Diusulkan pula agar komisi Yudisial mempunyai wewenang untuk meminta data laporan periodik pengadilan dan membuka catatan persidangan. Kedua hal ini, menurut Rifqi, harus disebutkan secara eksplisit dalam undang-undang untuk mengantisipasi adanya resistensi dari pengadilan.
"Laporan periodik pengadilan sangat penting untuk tugas komisi karena pengadilan mempunyai data perkara, majelis hakimnya dan pengacaranya. Dari situ bisa ditelusuri perkara-perkara dimana hakim dan pengacaranya selalu sama sebagai indikasi awal adanya KKN," kata Rifqi. Selain itu catatan persidangan dapat digunakan untuk melihat dissenting opinion dari seorang hakim dalam rangka melihat track record hakim tersebut.
Pada kesempatan yang sama, LeIP juga meminta agar anggota Komisi Yudisial dari kalangan mantan hakim atau hakim agung dibatasi jumlahya sehingga mereka tidak mendominasi komisi tersebut. Juga diusulkan perlunya sanksi pidana jika hakim atau pihak lain tidak mau kooperatif dengan Komisi Yudisial.
Seleksi hakim agung
Sementara itu, usai rapat dengan DPR, Rifqi juga meminta agar DPR diminta tidak melakukan proses pemilihan hakim agung sampai terbentuknya Komisi Yudisial. Namun, jika kebutuhan sudah mendesak, DPR dapat melakukan pemilihan saat ini. hanya saja jumlah hakim yang dipilih harus sangat sedikit.

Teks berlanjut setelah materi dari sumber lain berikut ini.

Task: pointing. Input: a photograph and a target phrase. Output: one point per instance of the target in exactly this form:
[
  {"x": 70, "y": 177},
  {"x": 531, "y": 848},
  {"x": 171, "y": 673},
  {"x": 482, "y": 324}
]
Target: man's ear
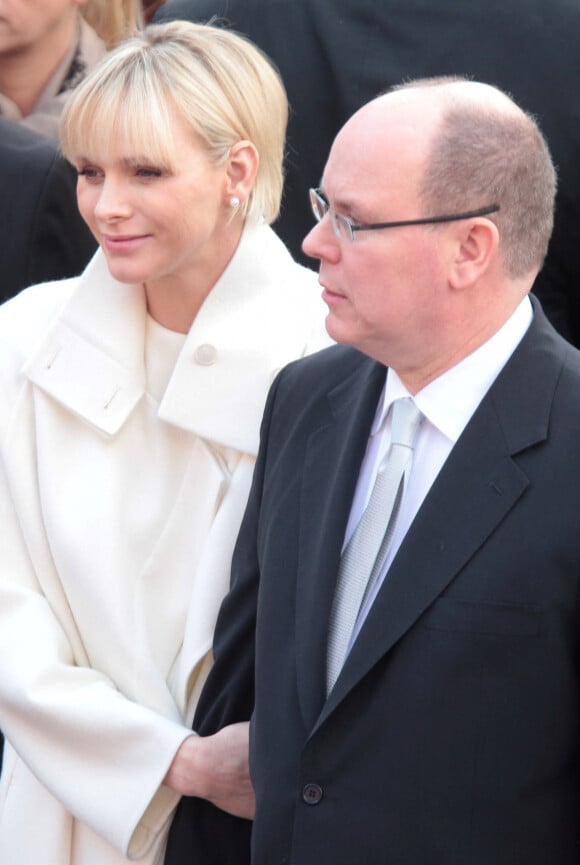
[
  {"x": 476, "y": 251},
  {"x": 241, "y": 170}
]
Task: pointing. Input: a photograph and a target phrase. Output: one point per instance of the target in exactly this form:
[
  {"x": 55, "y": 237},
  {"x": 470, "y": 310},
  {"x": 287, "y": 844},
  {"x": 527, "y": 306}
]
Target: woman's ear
[
  {"x": 477, "y": 249},
  {"x": 241, "y": 170}
]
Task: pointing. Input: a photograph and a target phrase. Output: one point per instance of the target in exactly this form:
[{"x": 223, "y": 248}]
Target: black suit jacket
[
  {"x": 42, "y": 235},
  {"x": 335, "y": 55},
  {"x": 452, "y": 734}
]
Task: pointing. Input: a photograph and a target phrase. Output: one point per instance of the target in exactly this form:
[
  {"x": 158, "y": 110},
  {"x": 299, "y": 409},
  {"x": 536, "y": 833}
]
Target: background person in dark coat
[
  {"x": 42, "y": 235},
  {"x": 335, "y": 55}
]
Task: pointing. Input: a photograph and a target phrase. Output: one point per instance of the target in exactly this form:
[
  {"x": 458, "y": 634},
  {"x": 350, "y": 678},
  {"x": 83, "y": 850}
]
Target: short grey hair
[{"x": 489, "y": 151}]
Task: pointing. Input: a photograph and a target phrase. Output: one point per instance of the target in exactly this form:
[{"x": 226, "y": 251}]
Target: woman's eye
[
  {"x": 89, "y": 173},
  {"x": 147, "y": 172}
]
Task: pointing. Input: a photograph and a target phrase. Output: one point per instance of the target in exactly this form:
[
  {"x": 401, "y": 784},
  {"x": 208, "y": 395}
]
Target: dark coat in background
[
  {"x": 335, "y": 55},
  {"x": 42, "y": 235}
]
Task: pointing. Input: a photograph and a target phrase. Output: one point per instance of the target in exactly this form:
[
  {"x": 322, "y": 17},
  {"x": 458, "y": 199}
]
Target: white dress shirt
[{"x": 447, "y": 403}]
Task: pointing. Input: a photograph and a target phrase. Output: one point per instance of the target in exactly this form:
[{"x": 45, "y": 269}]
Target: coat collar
[{"x": 92, "y": 358}]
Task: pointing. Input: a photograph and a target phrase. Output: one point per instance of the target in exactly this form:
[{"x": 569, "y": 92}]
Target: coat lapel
[
  {"x": 475, "y": 490},
  {"x": 334, "y": 453}
]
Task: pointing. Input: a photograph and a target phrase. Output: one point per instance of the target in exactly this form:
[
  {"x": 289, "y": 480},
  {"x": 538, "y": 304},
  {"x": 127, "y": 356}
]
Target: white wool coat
[{"x": 101, "y": 662}]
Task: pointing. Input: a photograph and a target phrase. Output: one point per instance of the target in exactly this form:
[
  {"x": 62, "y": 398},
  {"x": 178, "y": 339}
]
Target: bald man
[{"x": 444, "y": 729}]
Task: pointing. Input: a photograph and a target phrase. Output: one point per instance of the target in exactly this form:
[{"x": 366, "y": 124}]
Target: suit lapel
[
  {"x": 333, "y": 456},
  {"x": 475, "y": 490}
]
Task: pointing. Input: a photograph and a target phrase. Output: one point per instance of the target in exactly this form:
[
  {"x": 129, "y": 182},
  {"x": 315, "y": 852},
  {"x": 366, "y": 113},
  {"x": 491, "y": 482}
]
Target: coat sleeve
[
  {"x": 101, "y": 755},
  {"x": 200, "y": 832}
]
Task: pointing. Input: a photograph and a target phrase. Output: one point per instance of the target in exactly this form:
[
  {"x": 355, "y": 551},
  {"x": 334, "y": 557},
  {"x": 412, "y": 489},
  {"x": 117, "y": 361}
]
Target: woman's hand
[{"x": 216, "y": 768}]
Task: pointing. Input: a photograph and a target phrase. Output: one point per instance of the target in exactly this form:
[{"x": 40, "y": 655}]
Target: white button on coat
[{"x": 205, "y": 354}]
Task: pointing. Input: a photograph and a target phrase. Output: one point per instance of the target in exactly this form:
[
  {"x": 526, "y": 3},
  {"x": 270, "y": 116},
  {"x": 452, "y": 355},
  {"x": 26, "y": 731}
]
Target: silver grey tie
[{"x": 365, "y": 552}]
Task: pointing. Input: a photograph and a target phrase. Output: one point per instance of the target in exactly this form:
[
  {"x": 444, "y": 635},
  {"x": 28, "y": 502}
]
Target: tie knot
[{"x": 405, "y": 422}]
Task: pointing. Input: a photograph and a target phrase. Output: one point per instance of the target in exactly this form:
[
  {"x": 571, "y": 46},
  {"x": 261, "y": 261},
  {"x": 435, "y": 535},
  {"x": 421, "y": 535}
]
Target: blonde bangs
[{"x": 128, "y": 115}]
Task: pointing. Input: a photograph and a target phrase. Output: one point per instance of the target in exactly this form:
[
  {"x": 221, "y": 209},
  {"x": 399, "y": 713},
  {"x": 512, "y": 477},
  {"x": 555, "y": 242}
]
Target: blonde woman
[
  {"x": 48, "y": 46},
  {"x": 130, "y": 405}
]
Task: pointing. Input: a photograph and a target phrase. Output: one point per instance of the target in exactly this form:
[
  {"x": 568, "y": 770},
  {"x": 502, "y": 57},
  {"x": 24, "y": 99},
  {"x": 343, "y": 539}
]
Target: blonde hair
[
  {"x": 217, "y": 82},
  {"x": 114, "y": 20}
]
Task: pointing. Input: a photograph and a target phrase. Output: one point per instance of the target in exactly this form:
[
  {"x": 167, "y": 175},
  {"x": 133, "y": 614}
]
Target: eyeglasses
[{"x": 345, "y": 229}]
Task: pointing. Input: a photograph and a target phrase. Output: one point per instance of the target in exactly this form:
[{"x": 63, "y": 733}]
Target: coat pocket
[{"x": 487, "y": 619}]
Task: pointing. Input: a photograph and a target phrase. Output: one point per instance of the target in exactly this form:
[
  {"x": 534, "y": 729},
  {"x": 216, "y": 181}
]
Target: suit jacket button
[{"x": 311, "y": 794}]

Menurut Rifqi, sesuai pasal 24 B UUD 1945, Komisi Yudisial bertugas mengusulkan pengangkatan hakim agung. Mengingat RUU Komisi Yudisial akan segera dibahas oleh DPR, maka menurutnya akan sangat baik bila proses seleksi hakim agung yang akan dilakukan menunggu terbentuknya Komisi Yudisial terlebih dulu. Seperti diketahui, Mahkamah Agung telah menyerahkan 44 nama calon hakim agung untuk diseleksi pada masa sidang kali ini.
Rifqi mengakui adanya masalah kekurangan hakim di Mahkamah Agung. Karena itu, jika kebutuhan hakim agung di MA sangat mendesak, ia mengusulkan agar DPR hanya memilih hakim agung sesedikit mungkin, sesuai kebutuhan yang mendesak tersebut. Sementara, hakim agung lainnya dipilih sesudah terbentuknya Komisi Yudisial.